Local and state officials as well as community members were able to get their first look inside a much-discussed and anticipated new business which the city of Beckley hopes will serves as an anchor for downtown development.

Although not officially open for business, Fruits of Labor nonetheless held a breaking of bread ceremony during a dedication of the new business on Monday morning.

Tammy Jordan, Fruits of Labor president, said the addition of the Beckley location in the former Zen’s Café building on Neville Street will help in furthering the business’ vision to educate, train, certify and employ individuals in recovery and youth as an addiction prevention program.

“The center will provide opportunities for employment, training and the advancement of students participating in Fruits of Labor's program, as well as tremendous recovery support resources through Seed Sower, WorkForce (West Virginia), Jobs of Hope and other various partners to provide a holistic approach to recovery,” Jordan said to the dozens of individuals gathered on the street outside the business for the ceremony.
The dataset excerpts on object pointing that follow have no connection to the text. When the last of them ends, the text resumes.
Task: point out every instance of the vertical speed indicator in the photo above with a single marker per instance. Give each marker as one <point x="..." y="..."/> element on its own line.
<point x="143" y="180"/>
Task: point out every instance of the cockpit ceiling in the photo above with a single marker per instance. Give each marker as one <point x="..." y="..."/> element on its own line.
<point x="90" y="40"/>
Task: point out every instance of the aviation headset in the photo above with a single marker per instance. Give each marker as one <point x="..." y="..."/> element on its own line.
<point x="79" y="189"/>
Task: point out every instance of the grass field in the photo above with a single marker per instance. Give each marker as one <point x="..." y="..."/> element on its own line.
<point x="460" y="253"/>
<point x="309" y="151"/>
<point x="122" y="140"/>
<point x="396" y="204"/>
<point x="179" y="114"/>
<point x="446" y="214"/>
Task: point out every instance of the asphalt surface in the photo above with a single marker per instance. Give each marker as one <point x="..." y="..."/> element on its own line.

“Today this building is fully dedicated to the opportunity and devoted to reach out to individuals in recovery and youth in need of support to provide a space of personal and professional development and growth.”

Originally started in Rainelle roughly 20 years ago, Fruits of Labor also has locations in Alderson and Montgomery, which opened in the past two years.

At the new Beckley location, Jordan said she plans to use each of the building’s three stories, which will include a café/bakery, a coffee shop and conference space.

It’s been just over a year since the city announced its intention to purchase the Zen’s Café building with the idea of bringing a Fruits of Labor location to Beckley. Jordan said it feels surreal to see everything falling into place.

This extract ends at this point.